La Storia vera spiace, ma…
“La storia, dice un insigne scrittore, è divenuta una cospirazione contro la verità, o perché questa torna a molti odiosa, o perché non vien ricercata con la scrupolosa diligenza che si richiede per esser trasmessa sgombra di errori. Della qual ricerca alcuni si dispensano per leggerezza di estimativa, altri per incapacità, massime quando trattasi di materie che richieggono esame e studio speciale”.
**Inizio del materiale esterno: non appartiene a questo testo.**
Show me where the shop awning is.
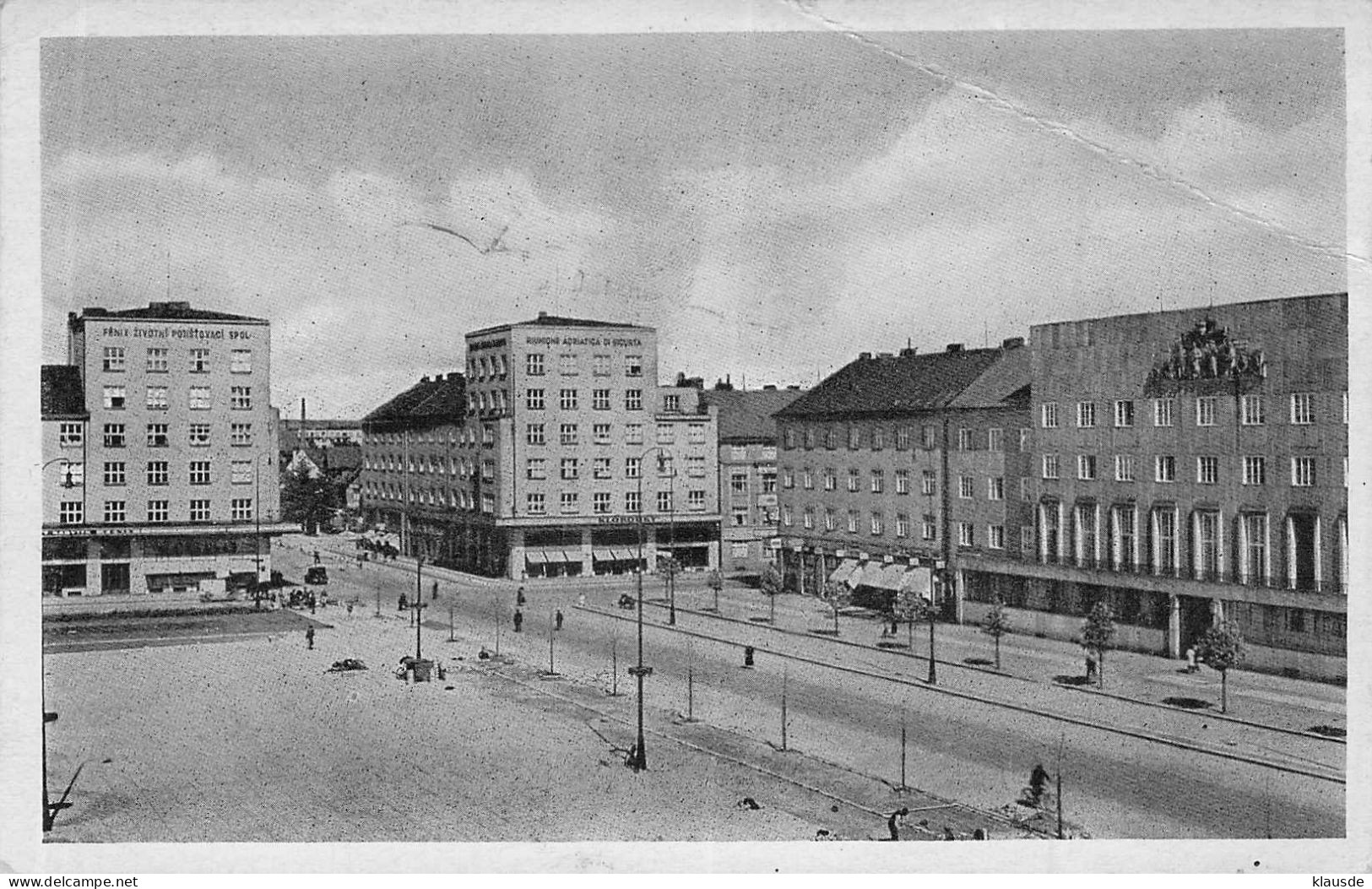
[829,558,858,583]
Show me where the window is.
[103,461,127,487]
[1291,393,1315,426]
[105,386,127,410]
[105,501,127,522]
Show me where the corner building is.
[968,294,1348,679]
[42,302,289,597]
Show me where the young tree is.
[762,566,781,623]
[1196,621,1243,713]
[981,599,1010,669]
[1082,602,1115,689]
[707,568,724,613]
[819,580,852,635]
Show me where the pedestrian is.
[887,805,909,840]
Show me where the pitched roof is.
[468,312,652,336]
[362,373,467,428]
[39,365,90,417]
[81,302,268,324]
[701,390,804,445]
[777,349,1028,419]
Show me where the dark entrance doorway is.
[1177,595,1212,653]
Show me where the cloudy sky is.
[41,30,1346,417]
La verità, in questo caso, ha un duplice aspetto: può mancare la capacità di fare ricerche serie; e, il non avere un metodo di studio capace di avviare alla ricerca d’archivio e bibliografica.
Quanti cercano di ricostruire la verità sulla conquista del regno delle Due Sicilie, su come avvenne e quali furono le conseguenze che, ancora oggi, scontano i luoghi di quell’ex regno?
Un episodio che, insieme ad altri, registra il tradimento dei vertici dell’esercito borbonico, è dato dal comportamento del generale Briganti, che si affretta a intessere rapporti con Garibaldi. Ecco come se ne scriveva nel 1866.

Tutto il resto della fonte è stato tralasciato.